After graduating from Washington D.C.’s Teacher College, Featherstone was sent by the SNCC to Philadelphia, Mississippi, where he participated in the 1964 Freedom Summer. In McComb, Mississippi, he established a "Freedom School" as an alternative to the segregated state schools, and taught classes there. He later went to Selma, Alabama, where he was arrested and subsequently taught classes in the local jail.

During his time in Mississippi, Featherstone was romantically involved with Chude Pam Allen, a white Freedom Summer organizer.

In the summer of 1966, Featherstone and Howard Zinn traveled to Japan to deliver lectures against American involvement in the war in Vietnam. In 1967, he traveled to Cuba.

In 1967, Featherstone became program secretary of the Student Nonviolent Coordinating Committee. That October, he attended a convention in New Mexico hosted by the Alianza Federal de Mercedes, which advocated for land rights for Hispano New Mexicans.

Featherstone in his role with the SNCC supported the Palestinian cause, saying, "Israel is and always has been the tool and foothold for American and British exploiters in the Middle East and Africa." He defended a 1967 SNCC publication after the Six-Day War which tied the struggle for black civil rights in the United States with the Palestinian struggle for self-determination.

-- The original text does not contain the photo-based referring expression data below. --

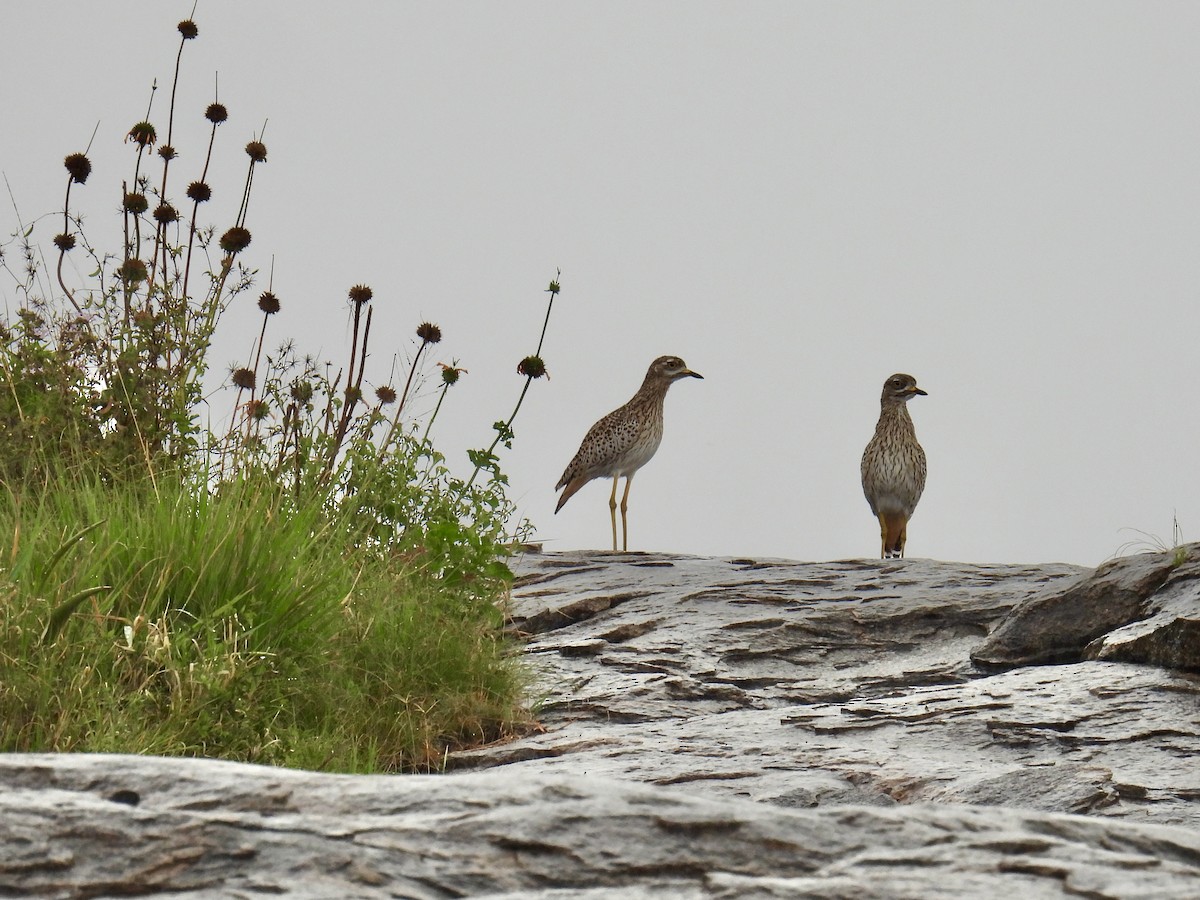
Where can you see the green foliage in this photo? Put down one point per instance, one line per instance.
(313, 586)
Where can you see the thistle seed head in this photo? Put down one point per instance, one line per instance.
(79, 167)
(143, 133)
(136, 203)
(132, 271)
(235, 240)
(199, 192)
(532, 367)
(166, 214)
(244, 378)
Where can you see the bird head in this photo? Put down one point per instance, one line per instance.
(900, 389)
(671, 369)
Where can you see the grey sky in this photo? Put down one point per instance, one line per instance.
(799, 199)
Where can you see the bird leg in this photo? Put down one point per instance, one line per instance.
(612, 509)
(624, 510)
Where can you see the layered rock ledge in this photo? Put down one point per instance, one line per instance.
(719, 729)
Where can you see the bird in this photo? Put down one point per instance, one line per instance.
(894, 465)
(624, 441)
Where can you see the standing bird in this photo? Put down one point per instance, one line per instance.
(894, 465)
(624, 441)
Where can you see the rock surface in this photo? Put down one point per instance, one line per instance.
(712, 729)
(1139, 609)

In 1968, Featherstone, along with associates in the SNCC, established the Drum & Spear bookstore in Washington, D.C., which featured works by black authors.

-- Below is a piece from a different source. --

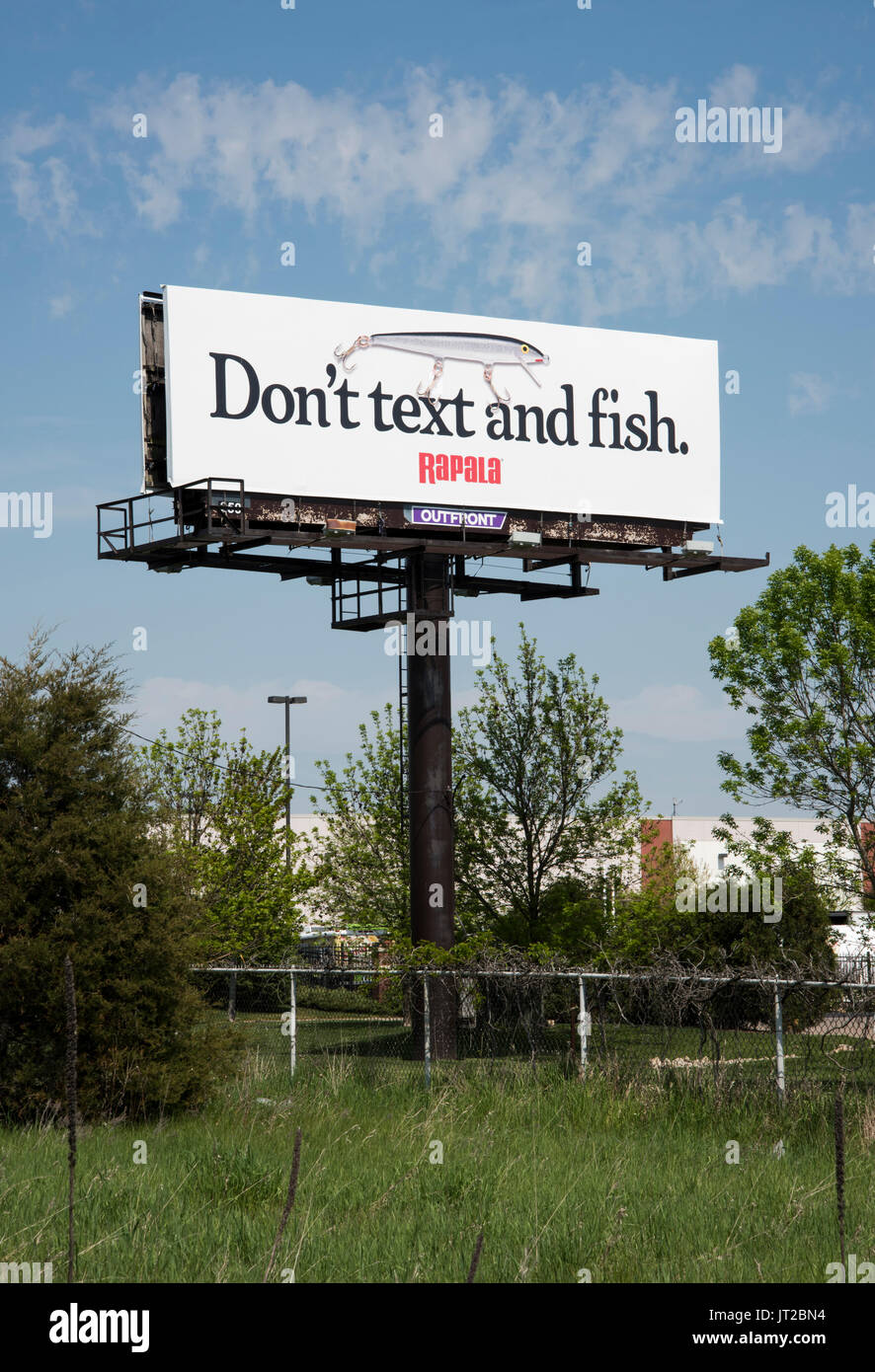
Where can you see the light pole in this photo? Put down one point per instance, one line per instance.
(287, 701)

In February 1970, Featherstone married fellow civil rights activist Charlotte Orange.

==Death==
On March 9, 1970, while traveling with fellow SNCC staffer William "Che" Payne to the trial of H. Rap Brown, Featherstone was killed by a bomb along U.S. Route 1 in Bel Air, Maryland. The pair were to be responsible for safely transporting Brown to his trial. The bomb exploded from the front floorboard of their car, killing both occupants. SNCC opponents and the police alleged the bomb was deliberately planted by supporters of H. Rap Brown before his trial and accidentally exploded. Supporters of Brown alleged assassination by local white supremacists, and cited the FBI's COINTELPRO program as evidence of right-wing collusion. According to a statement published by the Spear of the Nation newsletter and approved by Featherstone's widow, Charlotte, the bombing was a political assassination intended for Brown. The newsletter claimed, "During the night an explosive bomb was placed in their car. Shortly before midnight the bomb exploded, and Ralph and Che were killed instantly...These killings were a political act directed to black people everywhere."

Featherstone's ashes were flown to Lagos, Nigeria, where they were buried in a Yoruba ceremony attended by 10,000 people.